Personal information
- Nationality: Polish
- Born: 29 August 1987 (age 38) Września, Poland

Sport
- Sport: Paralympic athletics
- Disability: Visual impairment
- Disability class: T12
- Coached by: Adam Kaczor

Achievements and titles
- Paralympic finals: 2008 2012

Medal record
| Event | 1st | 2nd | 3rd |
| Paralympic Games | 1 | 1 | 0 |
| World Championships | 4 | 1 | 1 |
| European Championships | 3 | 1 | 0 |
Representing Poland
Paralympic Games
| Gold medal – first place | 2012 London | 200 m T12 |
| Silver medal – second place | 2012 London | 100 m T12 |
IPC World Championships
| Gold medal – first place | 2011 Christchurch | 100 m T12 |
| Gold medal – first place | 2011 Christchurch | 200 m T12 |
| Gold medal – first place | 2013 Lyon | 100 m T12 |
| Gold medal – first place | 2013 Lyon | 200 m T12 |
| Silver medal – second place | 2017 London | 100 m T13 |
| Bronze medal – third place | 2015 Doha | 200 m T13 |
IPC European Championships
| Gold medal – first place | 2012 Stadskanaal | 100 m T12 |
| Gold medal – first place | 2016 Grosseto | 100 m T13 |
| Gold medal – first place | 2016 Grosseto | 200 m T13 |
| Silver medal – second place | 2014 Swansea | 100 m T12 |

= Mateusz Michalski (sprinter) =

Polish Paralympic athlete (born 1987)

Mateusz Michalski (born 29 August 1987) is a visually impaired sprinter from Poland. He competed at the 2008, 2012 and 2016 Paralympics and won a gold in the 200 metres and a silver in the 100 metres in 2012. His time of 21.56 s in the 200 m set a new world record.

==Career history==
Michalski was born in Września, Poland in 1987. He is visually impaired, and describes his vision as being about ten percent. He took up athletics at the age of 16, after a coach at his school introduced him to the sport.

In 2008, Michalski travelled to Beijing as part of the Polish team to compete in the Summer Paralympics. At the games he competed in both 100m and 200m sprint events. In the 100m Michalski progressed through the first round, but finished 9th in the semifinal, failing to reach the finals. In the 200m he reached the finals, finishing eighth in a time of 22.75 seconds.

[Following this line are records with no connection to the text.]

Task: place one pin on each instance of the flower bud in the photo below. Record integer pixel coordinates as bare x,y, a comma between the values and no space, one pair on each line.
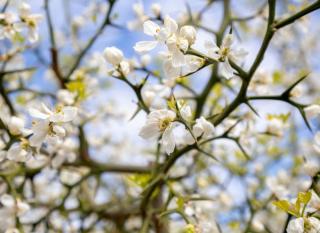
189,33
156,9
113,55
312,110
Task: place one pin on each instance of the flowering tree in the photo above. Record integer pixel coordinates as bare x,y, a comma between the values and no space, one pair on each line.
220,134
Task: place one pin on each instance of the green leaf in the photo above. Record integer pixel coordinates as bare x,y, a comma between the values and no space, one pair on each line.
180,203
304,197
288,207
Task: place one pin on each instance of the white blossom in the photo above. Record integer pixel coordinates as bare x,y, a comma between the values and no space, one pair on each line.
203,128
160,122
20,151
49,126
15,206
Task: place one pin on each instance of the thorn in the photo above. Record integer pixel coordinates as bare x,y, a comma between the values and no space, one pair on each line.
252,109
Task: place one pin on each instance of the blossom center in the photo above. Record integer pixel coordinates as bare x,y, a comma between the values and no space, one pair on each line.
164,123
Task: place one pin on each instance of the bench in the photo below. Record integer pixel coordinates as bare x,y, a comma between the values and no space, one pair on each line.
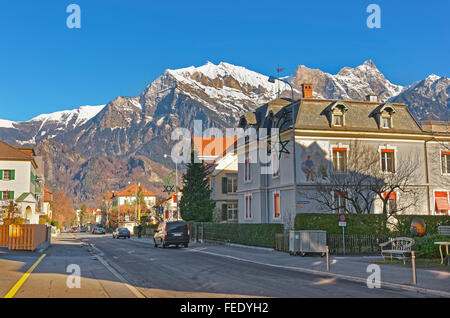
444,230
397,247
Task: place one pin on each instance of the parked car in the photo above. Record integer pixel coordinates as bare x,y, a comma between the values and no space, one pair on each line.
172,233
121,232
98,230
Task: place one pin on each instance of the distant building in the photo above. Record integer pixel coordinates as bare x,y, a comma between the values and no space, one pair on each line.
20,181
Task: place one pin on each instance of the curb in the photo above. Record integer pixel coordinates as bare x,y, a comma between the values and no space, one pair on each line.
345,277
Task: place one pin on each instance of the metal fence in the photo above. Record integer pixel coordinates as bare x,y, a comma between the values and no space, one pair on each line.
354,243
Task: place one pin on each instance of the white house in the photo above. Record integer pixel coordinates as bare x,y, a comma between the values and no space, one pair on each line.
18,181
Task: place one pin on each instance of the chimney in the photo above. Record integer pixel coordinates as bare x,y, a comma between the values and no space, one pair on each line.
307,90
372,98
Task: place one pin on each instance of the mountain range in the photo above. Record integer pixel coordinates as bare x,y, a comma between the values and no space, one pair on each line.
94,149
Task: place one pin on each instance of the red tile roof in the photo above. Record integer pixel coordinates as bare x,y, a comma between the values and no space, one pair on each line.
132,190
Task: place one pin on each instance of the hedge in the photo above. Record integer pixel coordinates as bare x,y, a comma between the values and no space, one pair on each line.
147,230
366,224
262,235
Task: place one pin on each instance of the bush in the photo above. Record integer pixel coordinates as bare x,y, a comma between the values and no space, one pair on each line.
366,223
356,223
262,235
147,230
425,247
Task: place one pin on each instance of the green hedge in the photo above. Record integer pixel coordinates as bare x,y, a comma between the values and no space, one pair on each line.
262,235
425,247
366,224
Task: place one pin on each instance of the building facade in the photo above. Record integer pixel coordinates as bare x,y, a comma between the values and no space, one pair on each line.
338,144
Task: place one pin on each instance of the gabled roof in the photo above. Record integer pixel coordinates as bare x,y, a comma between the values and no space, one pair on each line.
132,190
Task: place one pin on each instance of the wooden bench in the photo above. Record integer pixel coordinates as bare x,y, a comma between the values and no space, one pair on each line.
397,247
444,230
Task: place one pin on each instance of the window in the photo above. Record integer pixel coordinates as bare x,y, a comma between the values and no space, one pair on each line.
445,158
7,195
232,212
248,206
340,159
340,202
275,165
276,205
387,160
247,169
386,122
391,203
231,184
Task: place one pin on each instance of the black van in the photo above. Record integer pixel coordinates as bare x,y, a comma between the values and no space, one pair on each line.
172,233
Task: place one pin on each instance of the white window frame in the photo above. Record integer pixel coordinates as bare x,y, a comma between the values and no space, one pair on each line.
248,198
388,147
447,173
233,179
233,208
247,169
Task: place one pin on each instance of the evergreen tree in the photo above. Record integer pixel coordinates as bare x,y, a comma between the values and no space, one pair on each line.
196,203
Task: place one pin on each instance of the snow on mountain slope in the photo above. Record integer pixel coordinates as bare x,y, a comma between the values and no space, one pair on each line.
80,115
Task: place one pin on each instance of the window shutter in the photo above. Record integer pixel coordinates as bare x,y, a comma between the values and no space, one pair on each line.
224,185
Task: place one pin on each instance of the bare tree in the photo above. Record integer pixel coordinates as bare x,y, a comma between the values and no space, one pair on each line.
354,184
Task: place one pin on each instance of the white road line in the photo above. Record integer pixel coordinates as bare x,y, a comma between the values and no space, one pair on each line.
133,289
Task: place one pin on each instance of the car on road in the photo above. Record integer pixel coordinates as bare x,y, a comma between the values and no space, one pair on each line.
121,232
172,233
98,230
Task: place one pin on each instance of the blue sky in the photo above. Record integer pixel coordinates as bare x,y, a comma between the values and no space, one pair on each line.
123,45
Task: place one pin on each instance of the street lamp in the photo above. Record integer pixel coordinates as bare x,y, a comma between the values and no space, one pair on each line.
272,79
176,181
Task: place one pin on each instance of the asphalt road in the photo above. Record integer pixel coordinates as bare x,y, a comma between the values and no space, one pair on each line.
182,272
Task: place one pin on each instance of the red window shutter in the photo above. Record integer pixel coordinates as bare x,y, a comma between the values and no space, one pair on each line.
277,204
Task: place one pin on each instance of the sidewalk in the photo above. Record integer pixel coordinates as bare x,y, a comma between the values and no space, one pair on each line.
436,278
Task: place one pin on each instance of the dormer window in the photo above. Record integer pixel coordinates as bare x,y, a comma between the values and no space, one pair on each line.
338,119
384,115
386,122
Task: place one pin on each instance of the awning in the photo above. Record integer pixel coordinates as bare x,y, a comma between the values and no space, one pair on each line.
442,204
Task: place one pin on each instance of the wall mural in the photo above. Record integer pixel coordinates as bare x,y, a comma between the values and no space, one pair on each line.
314,162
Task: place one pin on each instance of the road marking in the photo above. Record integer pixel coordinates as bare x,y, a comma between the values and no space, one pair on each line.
22,280
316,272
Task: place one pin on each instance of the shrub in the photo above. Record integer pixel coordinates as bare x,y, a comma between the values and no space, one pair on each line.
262,235
425,247
366,223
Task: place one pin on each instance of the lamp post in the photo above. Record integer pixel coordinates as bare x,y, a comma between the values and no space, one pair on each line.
272,79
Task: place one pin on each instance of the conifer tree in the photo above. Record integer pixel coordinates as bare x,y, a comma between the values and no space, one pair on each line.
196,203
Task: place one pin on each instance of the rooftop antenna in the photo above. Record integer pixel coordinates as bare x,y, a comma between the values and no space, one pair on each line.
279,70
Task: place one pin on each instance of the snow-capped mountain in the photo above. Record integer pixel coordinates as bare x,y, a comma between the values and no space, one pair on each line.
46,125
132,128
427,99
349,84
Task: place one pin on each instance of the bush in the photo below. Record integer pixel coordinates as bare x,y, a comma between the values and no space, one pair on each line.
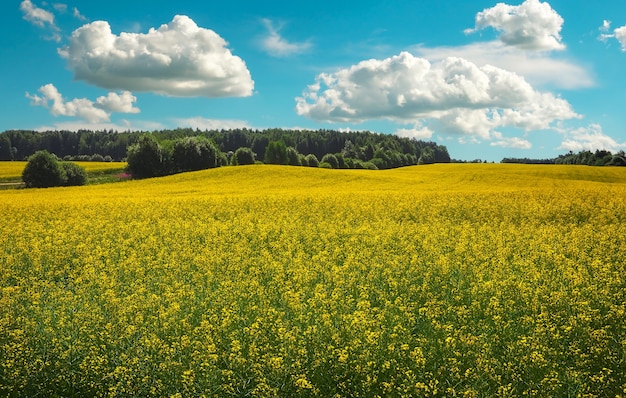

Michalski's first major international success came at the 2011 IPC Athletics World Championships in Christchurch, New Zealand. There he won both the 100m and 200m gold in the T12 category. The next year he competed in the 2012 IPC Athletics European Championships in Stadskanaal, racing in the 100m – T12. In the final he beat Russia's Fedor Trikolich to take the European title. Two months later he competed at the 2012 Summer Paralympics in London. In the 100m Michalski progressed through to the finals, but was beaten into second place by Trikoli. In the 200m he was placed into qualifier Heat 3 alongside Trikoli. In the heat he recorded a season's best of 22.13 to go through to the semi-finals in first place. Trikoli also qualified after recording a personal best, going through to the semis as one of the fastest losers. The two rivals met again in the semifinals in heat 2. Michalski recorded another season's beat with an improved time of 22.09, but this was not enough to beat Trikoli who produced another personal best to finish in 21.94. Michalski's time saw him qualify through to the final in the only fastest loser's position at the expense of Yang Yuqing of China, who recorded a time of 22.30 in the first heat. The final, held on 8 September, saw Michalski run the 200m in a time of 21.56 setting a new world record, leaving Trikoli with the silver.

His achievements in London saw Michalski named Disabled Athlete of the year at the 2013 Polish Sportspersonality of the Year on 11 January.

==Awards and honours==
He received the Cross of Merit from the president of Poland in 2013.